The idea was to then take a more in-depth look at the 11 companies to see what similarities existed, and to then compile kind of a how-to in terms of what distinguishes the greats.  Some of the ideas explored are things like:

1. The Level 5 Leader — Collins proposes the idea of a leadership hierarchy of skills;  a Level 5 leader is a dual personality of sorts — someone who is basically modest, but willful and stubborn, almost introverted and shy, but simultaneously fearless (this is kind of the opposite of say the CEO-centric view where Apple was in part defined by Steve Jobs as a leader and a personality, Bill Gates by Microsoft, etc). He argues that the Level 5 leader is someone who does what’s in the best interests of the company — no matter what (preparing for crises before they happen, sacrificing part of their lives often, etc).  Counter examples given are leaders who so define the role that they’re unable to appoint successors, or have a successful successor — the argument here is about systematic management, filling the role that the company needs, for the good of the company, and almost without personal ego.

2. The Flywheel and the Doom Loop — Even though the media sometimes portrays changes as though they’re instantaneously effective or immediately impactful, in reality, most companies that are successful slowly build momentum via a flywheel effect, constantly confronting the “brutal” truths and having faith that with discipline and continued effort and momentum, a breakthrough will happen.  The Doom Loop is when there is a lack of patience that leads to continued cycles of new leaders, new directions, and new innovations, without ever waiting to see something through.

3. The Hedgehog Concept — This is the concept of doing one thing really, really well.  Here the argument is that you don’t have to be the best at everything, that Walgreens became a great company by getting rid of its restaurants (it had over 500 at one point) and focusing on what it was strongest in — being a convenient drug store.  It focused on location, location, location (always being on a corner, for example), offering 24-hour pharmacies, flu shots, expanding into poorer neighborhoods, and being an almost pervasively convenient option for its customers.  It basically asks companies to think about what they can really be best at and specialize a little, find something they are passionate about that they can truly excel at.

As I’ve said, it’s an interesting read. and in terms of things to make you think, there’s a lot of good cocktail party fodder — is it better to have an invisible leader who sacrifices everything for their company?
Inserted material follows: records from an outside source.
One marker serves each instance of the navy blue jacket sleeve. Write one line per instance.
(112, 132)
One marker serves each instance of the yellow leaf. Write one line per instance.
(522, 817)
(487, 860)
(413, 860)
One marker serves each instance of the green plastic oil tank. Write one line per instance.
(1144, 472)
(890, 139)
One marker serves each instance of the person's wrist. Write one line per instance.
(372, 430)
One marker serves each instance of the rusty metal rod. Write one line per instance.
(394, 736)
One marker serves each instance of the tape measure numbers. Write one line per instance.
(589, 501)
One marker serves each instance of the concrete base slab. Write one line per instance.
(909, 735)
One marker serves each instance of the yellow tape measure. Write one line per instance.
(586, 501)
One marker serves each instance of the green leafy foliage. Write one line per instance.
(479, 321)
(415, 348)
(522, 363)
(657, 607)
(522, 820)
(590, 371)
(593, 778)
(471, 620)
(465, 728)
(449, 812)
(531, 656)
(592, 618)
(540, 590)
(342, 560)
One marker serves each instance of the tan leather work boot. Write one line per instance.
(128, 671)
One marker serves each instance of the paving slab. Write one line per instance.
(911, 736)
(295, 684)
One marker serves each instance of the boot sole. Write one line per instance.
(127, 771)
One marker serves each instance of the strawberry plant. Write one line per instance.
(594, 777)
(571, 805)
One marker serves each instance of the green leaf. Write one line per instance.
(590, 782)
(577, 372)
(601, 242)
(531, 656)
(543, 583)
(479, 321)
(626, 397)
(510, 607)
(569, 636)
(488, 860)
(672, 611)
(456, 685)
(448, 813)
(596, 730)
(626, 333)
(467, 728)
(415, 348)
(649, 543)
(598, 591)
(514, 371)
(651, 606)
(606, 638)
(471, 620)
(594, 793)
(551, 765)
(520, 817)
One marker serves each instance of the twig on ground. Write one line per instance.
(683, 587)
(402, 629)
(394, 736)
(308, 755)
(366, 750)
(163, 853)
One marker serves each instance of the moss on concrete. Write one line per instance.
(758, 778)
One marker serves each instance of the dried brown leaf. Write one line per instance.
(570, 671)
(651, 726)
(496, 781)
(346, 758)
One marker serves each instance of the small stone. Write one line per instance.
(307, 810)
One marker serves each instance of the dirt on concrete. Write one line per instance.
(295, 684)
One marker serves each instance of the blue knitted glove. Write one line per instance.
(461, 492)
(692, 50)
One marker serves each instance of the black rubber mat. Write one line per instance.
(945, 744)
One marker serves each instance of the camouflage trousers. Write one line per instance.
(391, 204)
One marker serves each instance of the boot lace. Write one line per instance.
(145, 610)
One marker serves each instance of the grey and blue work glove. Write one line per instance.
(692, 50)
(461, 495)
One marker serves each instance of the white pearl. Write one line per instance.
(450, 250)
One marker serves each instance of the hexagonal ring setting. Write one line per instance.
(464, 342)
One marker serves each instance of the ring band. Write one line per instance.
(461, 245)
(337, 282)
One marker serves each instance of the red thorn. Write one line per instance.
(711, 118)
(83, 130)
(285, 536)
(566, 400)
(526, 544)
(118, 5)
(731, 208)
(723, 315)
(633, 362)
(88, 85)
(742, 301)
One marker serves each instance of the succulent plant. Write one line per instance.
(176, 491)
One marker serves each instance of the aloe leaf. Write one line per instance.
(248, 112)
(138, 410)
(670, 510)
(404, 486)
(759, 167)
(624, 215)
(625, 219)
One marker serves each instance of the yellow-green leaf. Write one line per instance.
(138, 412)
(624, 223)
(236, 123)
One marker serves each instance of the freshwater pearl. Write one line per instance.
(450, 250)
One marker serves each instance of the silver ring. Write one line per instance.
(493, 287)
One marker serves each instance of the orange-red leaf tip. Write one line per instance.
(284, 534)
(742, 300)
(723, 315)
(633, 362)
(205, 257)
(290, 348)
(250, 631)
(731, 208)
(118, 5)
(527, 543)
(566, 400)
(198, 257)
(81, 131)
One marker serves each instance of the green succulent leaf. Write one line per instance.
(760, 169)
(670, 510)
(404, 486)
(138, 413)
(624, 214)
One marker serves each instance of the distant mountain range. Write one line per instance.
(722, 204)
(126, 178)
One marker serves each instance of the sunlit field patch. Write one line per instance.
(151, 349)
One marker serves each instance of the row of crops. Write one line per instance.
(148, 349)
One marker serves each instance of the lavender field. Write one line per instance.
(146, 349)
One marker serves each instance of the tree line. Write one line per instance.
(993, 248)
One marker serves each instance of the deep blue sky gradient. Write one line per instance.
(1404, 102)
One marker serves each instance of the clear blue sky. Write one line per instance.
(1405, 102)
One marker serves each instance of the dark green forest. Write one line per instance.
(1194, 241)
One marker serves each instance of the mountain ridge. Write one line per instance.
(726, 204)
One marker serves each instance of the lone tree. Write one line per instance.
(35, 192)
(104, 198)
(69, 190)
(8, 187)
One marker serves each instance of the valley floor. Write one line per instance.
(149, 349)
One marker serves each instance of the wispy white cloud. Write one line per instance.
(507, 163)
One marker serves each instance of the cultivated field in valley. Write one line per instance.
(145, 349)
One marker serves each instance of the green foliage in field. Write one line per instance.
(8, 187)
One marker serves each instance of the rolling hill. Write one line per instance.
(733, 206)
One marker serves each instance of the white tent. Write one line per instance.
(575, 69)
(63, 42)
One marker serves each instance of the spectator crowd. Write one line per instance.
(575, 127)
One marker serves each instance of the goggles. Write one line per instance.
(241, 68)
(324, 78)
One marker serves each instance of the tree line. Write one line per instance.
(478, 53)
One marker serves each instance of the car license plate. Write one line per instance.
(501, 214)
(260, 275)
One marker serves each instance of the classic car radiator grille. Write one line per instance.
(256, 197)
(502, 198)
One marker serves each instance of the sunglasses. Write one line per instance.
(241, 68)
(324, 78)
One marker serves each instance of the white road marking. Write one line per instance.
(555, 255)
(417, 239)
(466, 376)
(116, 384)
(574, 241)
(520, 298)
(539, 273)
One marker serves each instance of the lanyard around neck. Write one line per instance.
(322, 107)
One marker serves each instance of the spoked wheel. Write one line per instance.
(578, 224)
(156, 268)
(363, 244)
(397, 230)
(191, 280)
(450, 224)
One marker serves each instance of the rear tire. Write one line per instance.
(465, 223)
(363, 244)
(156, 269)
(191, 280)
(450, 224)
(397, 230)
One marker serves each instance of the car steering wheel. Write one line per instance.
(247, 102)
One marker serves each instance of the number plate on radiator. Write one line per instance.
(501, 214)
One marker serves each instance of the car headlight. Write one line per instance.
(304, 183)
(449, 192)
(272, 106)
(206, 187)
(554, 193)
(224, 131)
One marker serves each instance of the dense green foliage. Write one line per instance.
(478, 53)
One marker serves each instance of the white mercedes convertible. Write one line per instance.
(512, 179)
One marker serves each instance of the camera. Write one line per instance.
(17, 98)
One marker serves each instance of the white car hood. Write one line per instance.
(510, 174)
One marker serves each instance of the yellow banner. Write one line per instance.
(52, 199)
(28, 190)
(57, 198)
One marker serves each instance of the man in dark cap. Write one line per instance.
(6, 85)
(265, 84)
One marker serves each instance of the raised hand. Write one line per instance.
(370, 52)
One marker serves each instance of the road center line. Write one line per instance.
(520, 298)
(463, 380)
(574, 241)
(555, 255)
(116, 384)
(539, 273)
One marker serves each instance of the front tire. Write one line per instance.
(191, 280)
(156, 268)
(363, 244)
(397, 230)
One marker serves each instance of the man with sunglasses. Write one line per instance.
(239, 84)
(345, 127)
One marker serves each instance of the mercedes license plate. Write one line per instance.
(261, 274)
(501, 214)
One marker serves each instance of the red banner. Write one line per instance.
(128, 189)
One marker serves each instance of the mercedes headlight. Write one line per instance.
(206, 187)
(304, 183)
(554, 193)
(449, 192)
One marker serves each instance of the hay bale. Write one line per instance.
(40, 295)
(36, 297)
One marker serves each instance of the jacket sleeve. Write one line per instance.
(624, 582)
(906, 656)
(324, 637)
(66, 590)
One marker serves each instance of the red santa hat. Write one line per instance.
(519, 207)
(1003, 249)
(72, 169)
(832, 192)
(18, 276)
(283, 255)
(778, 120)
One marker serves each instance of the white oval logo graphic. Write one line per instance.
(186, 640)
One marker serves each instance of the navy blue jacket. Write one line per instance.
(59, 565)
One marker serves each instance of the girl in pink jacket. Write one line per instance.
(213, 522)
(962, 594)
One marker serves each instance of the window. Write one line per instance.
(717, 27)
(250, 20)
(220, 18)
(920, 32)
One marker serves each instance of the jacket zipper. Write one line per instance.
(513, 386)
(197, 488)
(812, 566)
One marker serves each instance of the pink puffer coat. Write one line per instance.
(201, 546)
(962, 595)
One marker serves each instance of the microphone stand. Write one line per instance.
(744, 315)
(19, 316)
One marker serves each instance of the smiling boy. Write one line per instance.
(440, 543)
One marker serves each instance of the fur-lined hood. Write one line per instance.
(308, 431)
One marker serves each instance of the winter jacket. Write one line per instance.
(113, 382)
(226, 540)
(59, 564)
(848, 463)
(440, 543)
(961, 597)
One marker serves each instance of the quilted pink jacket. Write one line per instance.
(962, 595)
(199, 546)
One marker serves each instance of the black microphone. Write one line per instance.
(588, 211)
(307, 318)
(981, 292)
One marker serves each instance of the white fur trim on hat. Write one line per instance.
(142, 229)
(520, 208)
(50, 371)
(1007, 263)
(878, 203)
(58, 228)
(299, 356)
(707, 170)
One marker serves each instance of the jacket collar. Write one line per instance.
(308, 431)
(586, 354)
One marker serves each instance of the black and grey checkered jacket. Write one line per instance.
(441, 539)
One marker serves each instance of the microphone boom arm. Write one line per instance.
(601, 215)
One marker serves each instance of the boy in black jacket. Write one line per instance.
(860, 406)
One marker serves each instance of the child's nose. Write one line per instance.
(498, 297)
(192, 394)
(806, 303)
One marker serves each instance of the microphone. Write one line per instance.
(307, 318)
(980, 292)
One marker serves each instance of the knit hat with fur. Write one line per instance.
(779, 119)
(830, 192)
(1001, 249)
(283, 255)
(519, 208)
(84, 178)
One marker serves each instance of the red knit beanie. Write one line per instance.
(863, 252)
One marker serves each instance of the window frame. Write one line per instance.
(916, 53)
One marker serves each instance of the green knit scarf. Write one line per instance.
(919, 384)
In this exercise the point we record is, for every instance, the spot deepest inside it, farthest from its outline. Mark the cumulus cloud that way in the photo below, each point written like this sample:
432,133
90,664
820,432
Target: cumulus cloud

Or is there benefit to having a targeted leader to focus on (the Zuckerbergs and Jobses, leaders who are synonymous with a company’s image).  But if you’re reading it now, more than a decade after its initial publication, it’s hard to take it as seriously when it talks about Fannie Mae (which has gone through a federal takeover/bailout) or Circuit City (which has filed for bankruptcy) or even Wells Fargo, which has had its share of legal and financial troubles.  Also, though it’s a nice retroactive, backwards-looking book about what has helped 11 particular companies, it’s hard to know how much is truly applicable going forward.  So in that sense, it’s less of a how to go from good to great, and more of an interesting, almost historical read, about how these particular companies made the jump (and then sometimes plummeted back).

Comparisons to Other Books:
I had a similar experience with Collins’s Built to Last, which was supposed to detail the successful habits of “visionary” companies. It was a fun synopsis of a six-year research project by Stanford, and I learned all sorts of interesting trivia, but, as with many books that are backwards-looking studies of still-in-business companies, it’s sometimes hard to take the overarching messages seriously knowing how some of the chosen companies have performed since publication.  I think these are great books if you’re looking to read something interesting about the business world, but I’m not sure I’d really call them instructive per se.